My adaptation pays deference to folk legends from my own region: The Hockey Gods. At the time of inception, I did not realize how prophetic this project would become.
Building this altar was a joyful way to pass time in quarantine as I waited for the return to play. Using only object I had in isolation, it was satisfying to merge my two disparate interests - hockey & folk art.
The Patron Saints of Canadian Hockey
The Three Stars
#99 Wayne Gretzky - The Great One, the GOAT of GOATS and consecutive 8-time MVP owns 23 unbreakable NHL records. Among them, the most goals, most assists and most points in both the regular season and playoffs.
#4 Bobby Orr - A case could be made for best player of all time... if he weren’t a Bruin. I will allow the best defenseman of all time. Sometimes words can’t distill greatness, so I invite you instead to Google: “bobby orr stanley cup winning goal 1970” and be awed.
#9 Gordie Howe - The Gordie Howe Hat Trick occurs when a player logs a goal, an assist and a fight in the same game. What more could you ask from Mr. Hockey? Worth the price of admission.
Les Trois Etoiles
#9 Maurice “The Rocket” Richard - As a Francophone representative of the Les Canadiens, opposing players were sent out on the ice to taunt him with hooks, slashes and racial slurs. It was all coming to a boil in the 1955 season. When rival Bruin Hal Laycoe high-sticked him in the head, it was inevitable the Rocket would blast off in retaliation. The ensuing “unfair” suspension from Commissioner Campbell literally set the city ablaze. Thousands took to the streets causing about a million dollars of damage. Ok sure, the Rocket did slap a linesman across the face, and yes he broke his stick over Laycoe’s body and yes, he was a hero for the disillusioned and undermined French-Canadians.

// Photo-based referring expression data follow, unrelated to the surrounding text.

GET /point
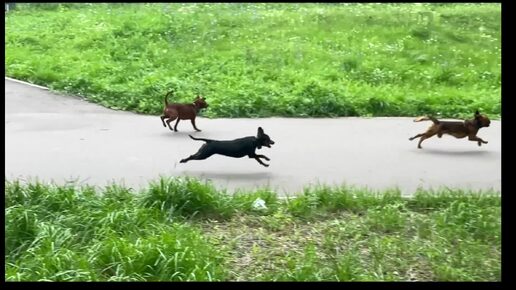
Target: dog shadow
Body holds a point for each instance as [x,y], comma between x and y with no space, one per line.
[181,134]
[250,176]
[442,152]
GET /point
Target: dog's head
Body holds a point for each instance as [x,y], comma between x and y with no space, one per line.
[263,139]
[200,102]
[482,120]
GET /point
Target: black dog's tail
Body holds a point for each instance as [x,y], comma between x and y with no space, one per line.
[166,101]
[426,118]
[200,139]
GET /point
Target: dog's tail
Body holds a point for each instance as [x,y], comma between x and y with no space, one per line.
[166,96]
[200,139]
[426,118]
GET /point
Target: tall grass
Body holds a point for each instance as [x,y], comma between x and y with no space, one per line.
[182,229]
[265,59]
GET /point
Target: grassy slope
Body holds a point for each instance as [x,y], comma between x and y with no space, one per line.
[266,59]
[182,229]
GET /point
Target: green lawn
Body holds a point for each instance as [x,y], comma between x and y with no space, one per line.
[259,60]
[185,230]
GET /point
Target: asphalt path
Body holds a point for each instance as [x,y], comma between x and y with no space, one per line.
[52,137]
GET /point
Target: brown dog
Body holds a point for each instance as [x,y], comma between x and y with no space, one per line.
[182,111]
[457,129]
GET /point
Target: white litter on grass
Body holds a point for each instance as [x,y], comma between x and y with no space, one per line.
[259,204]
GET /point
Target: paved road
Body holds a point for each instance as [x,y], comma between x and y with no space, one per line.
[60,138]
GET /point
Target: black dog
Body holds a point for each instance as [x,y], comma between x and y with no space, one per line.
[233,148]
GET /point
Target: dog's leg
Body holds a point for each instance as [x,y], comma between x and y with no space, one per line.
[200,155]
[478,139]
[177,122]
[163,120]
[193,123]
[418,135]
[425,136]
[170,120]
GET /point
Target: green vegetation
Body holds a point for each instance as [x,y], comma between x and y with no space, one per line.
[185,230]
[265,59]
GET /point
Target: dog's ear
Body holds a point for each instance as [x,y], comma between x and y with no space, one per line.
[260,131]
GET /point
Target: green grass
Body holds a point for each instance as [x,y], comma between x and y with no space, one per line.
[182,229]
[265,59]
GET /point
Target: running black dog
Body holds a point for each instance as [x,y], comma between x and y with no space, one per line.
[233,148]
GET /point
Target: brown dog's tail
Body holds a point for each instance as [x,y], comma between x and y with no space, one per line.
[200,139]
[166,101]
[426,118]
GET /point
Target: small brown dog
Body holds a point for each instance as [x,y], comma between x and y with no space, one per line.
[457,129]
[182,111]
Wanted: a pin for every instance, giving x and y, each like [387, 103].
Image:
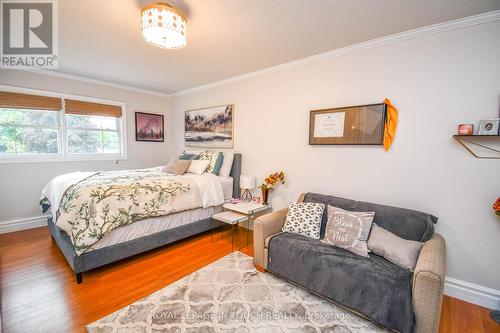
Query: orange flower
[273, 179]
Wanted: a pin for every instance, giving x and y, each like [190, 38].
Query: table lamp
[247, 183]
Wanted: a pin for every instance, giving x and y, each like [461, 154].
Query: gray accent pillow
[397, 250]
[348, 230]
[304, 218]
[178, 167]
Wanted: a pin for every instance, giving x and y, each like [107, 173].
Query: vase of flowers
[269, 183]
[496, 206]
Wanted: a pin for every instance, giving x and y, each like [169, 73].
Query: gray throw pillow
[304, 218]
[397, 250]
[178, 167]
[348, 230]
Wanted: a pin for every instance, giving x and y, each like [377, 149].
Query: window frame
[64, 154]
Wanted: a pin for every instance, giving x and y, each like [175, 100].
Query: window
[43, 128]
[24, 132]
[93, 134]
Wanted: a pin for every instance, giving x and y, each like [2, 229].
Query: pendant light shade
[163, 26]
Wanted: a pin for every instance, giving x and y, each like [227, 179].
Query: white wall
[436, 82]
[21, 183]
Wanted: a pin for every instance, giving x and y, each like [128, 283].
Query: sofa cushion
[405, 223]
[373, 287]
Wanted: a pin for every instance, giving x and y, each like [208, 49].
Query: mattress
[157, 224]
[154, 225]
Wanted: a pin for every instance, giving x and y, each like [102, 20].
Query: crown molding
[410, 34]
[95, 81]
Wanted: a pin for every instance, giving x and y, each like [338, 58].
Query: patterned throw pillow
[188, 156]
[348, 230]
[304, 218]
[215, 159]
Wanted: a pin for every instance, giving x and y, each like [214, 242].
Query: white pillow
[304, 218]
[227, 164]
[198, 166]
[193, 151]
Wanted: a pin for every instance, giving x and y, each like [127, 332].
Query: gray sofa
[373, 287]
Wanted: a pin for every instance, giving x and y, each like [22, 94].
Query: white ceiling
[101, 39]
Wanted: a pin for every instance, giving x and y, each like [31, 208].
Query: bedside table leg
[233, 230]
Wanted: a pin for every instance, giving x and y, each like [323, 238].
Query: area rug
[230, 296]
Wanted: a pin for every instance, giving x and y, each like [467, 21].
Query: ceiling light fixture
[163, 26]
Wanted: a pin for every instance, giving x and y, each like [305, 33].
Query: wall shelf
[481, 146]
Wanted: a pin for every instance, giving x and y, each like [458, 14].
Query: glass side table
[243, 212]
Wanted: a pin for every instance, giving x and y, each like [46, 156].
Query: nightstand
[243, 212]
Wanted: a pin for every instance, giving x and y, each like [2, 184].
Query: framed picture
[149, 127]
[466, 129]
[209, 127]
[351, 125]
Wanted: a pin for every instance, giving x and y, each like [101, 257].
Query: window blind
[26, 101]
[92, 109]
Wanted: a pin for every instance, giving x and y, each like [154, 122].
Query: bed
[144, 234]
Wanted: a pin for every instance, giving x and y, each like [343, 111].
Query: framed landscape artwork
[149, 127]
[209, 127]
[351, 125]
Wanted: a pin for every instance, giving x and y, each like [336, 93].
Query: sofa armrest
[428, 284]
[265, 226]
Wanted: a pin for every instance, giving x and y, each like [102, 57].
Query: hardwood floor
[39, 292]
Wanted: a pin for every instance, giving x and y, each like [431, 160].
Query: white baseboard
[22, 224]
[472, 293]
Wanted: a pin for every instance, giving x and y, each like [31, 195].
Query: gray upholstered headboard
[235, 173]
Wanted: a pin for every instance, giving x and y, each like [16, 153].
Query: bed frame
[113, 253]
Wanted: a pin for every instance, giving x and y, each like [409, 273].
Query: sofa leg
[260, 269]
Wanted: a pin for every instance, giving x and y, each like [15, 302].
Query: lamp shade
[163, 26]
[247, 182]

#66 Mario Lemieux - Le Magnifique, Super Mario, Number 1 draft pick. Lemieux was a gifted playmaker who could fake and deke your pants off entirely. The only man to have his name on the cup as a player and owner, Mario’s perseverance and longevity make him stand out. After missing the entire ‘94/’95 season due to Hodgkin's lymphoma he returned the following season to take the Hart Trophy and scoring title.

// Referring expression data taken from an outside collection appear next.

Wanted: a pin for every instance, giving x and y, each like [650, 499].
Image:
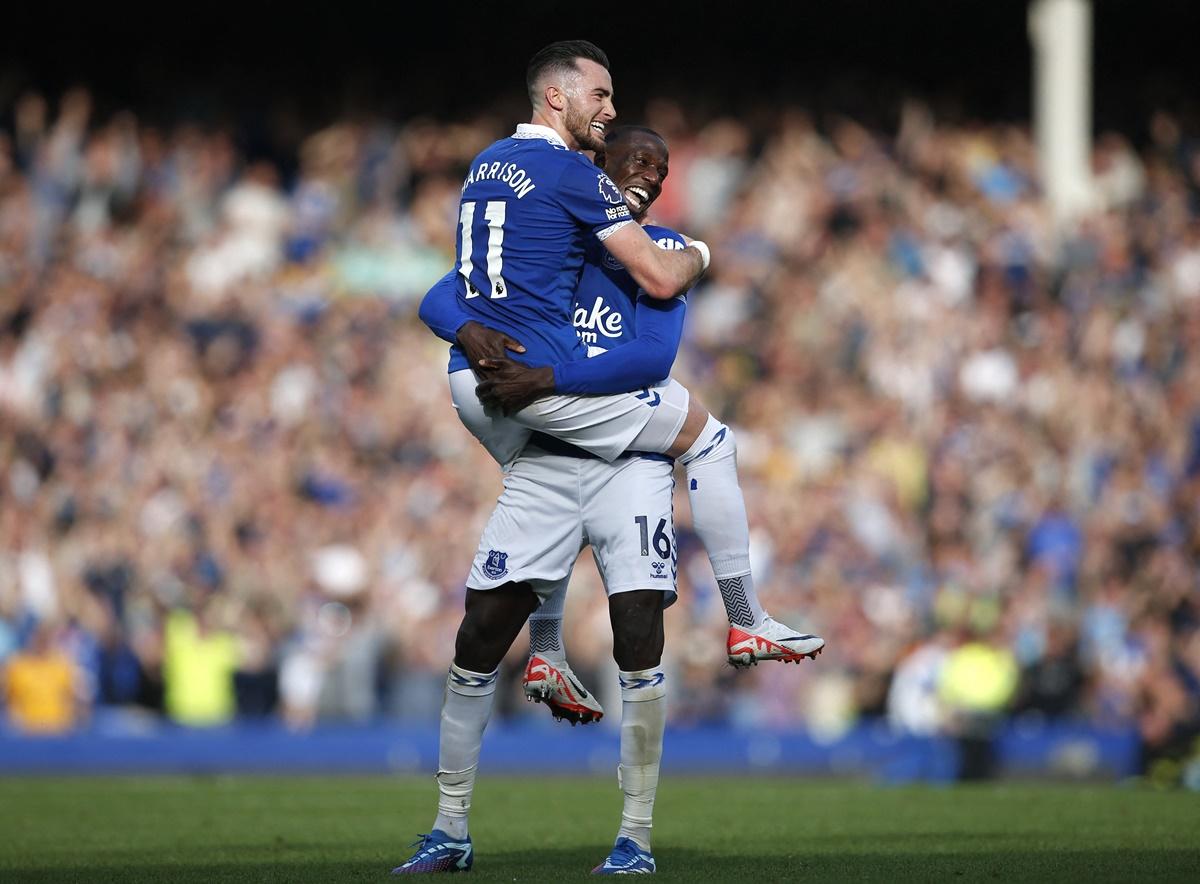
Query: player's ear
[555, 97]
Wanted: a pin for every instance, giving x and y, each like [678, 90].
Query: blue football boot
[437, 852]
[627, 858]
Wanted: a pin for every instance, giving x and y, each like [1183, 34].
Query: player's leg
[664, 420]
[637, 639]
[549, 678]
[532, 539]
[502, 437]
[707, 449]
[629, 523]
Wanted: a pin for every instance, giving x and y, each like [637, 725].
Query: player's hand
[481, 344]
[509, 386]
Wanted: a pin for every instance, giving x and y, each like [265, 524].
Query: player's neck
[539, 119]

#10 Guy Lafleur - Le Démon Blond is Hockey’s Most Interesting Man. Hall of Famer, Restaurateur Knight, Officer of the Order of Canada. If you happen to order a Bell Helicopter these days, it may be personally delivered by The Flower himself. Oh and in 1979, he released an album called Lafleur, where he recites hockey instructions over disco music tracks. Legend.